With Cassandra Cain’s third graphic novel Kelley Puckett becomes the sole writer of the millennium Batgirl’s adventures. She’s now adapted to a normal world, and in A Knight Alone even survived an encounter with Lady Shiva, the most dangerous person on Earth. The two agreed to meet again in a year for one final death match.
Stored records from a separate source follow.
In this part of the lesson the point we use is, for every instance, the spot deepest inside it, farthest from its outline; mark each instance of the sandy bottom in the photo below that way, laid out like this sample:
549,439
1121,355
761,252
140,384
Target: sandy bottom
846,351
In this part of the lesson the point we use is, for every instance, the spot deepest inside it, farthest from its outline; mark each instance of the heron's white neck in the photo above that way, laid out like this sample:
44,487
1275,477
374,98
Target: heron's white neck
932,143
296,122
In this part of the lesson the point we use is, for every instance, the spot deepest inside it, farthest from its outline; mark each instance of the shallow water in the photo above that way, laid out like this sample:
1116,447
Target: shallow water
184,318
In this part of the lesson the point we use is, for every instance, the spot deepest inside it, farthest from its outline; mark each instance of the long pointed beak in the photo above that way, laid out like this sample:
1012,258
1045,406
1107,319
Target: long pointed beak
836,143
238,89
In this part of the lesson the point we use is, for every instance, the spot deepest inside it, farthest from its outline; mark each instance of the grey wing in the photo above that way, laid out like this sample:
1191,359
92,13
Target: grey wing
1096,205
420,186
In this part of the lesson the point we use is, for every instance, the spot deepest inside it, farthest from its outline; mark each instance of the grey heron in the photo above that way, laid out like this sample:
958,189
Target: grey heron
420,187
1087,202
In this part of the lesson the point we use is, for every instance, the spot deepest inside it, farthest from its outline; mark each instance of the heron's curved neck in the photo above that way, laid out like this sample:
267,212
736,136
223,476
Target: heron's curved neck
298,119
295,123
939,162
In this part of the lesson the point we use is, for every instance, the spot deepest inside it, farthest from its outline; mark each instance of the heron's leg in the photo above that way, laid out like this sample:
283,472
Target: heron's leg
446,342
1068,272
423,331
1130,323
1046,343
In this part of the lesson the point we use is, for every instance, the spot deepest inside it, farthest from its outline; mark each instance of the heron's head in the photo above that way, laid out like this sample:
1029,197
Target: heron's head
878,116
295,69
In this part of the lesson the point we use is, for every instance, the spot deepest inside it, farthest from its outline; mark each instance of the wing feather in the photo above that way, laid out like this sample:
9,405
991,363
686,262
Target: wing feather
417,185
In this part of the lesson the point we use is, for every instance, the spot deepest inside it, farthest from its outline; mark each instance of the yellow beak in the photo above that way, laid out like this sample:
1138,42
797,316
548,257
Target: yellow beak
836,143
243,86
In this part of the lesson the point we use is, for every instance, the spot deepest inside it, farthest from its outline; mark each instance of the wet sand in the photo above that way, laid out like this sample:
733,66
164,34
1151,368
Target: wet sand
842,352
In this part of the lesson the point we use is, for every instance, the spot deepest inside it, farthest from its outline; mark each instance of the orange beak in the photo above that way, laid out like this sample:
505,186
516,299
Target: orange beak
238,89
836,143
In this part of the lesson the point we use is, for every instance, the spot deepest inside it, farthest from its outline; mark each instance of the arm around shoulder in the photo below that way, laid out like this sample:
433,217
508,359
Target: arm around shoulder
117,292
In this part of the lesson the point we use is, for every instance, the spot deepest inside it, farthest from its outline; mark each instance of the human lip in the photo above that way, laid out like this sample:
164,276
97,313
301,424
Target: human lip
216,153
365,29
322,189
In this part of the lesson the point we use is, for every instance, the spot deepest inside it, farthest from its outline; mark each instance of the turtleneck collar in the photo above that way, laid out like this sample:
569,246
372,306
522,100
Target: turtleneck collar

Despite the foreboding title, this is a collection of standalone stories that read perfectly well in order. Puckett is a master of fast-paced, visual storytelling, allowing the artist to carry the tales in frenetic bursts of information in motion. Pages go by without a single word and this discipline carries the reader through the adventures at dizzying speeds. Here Damion Scott gives full rein to his cinematic impulses as the new Batgirl prepares for her date with death by invading a US government spook base in search of a corrupt agent, repeatedly trips over Boy Wonder Robin as both discover they’re working the same case from opposite ends, and explores the ramifications of the death penalty. This is by far and away the best and most troubling tale, when she intervenes in the execution of a felon she’d previously captured.

Throughout, Cassandra’s problems with speech and inability to read are handled cleverly and with sensitivity. When Chuck Dixon guest-scripts a telling and bitterly funny parable about families, that singular McGuffin is the trigger for Batgirl to join Stephanie Brown (the hero-in-training called Spoiler) in an attempt to handle the fallout of a kidnapping gone bad.

Puckett resumes with a moody tale as Cassandra’s father, assassin David Cain returns to Gotham with a contract to kill one of the “Bat-Squad”, and in the penultimate story ‘Little Talk’, Batman and Oracle debate the young hero’s motivation in meeting Shiva again. It’s a moody prelude to the climactic ‘I am Become Death, Destroyer of Worlds’, which features the ultimate confrontation between the two greatest martial artists on Earth – a tale full of style and surprise which still finds room to reveal a deep well of psychological subtext.

These gripping tales of flash and razzle-dazzle are picture-perfect examples of comics combat, with just the right ratio of action to plot, to keep the reader’s pulses pounding and eyes wide. Next up is Fists of Fury, while DC later reissued these stories with a few additional tales as To the Death.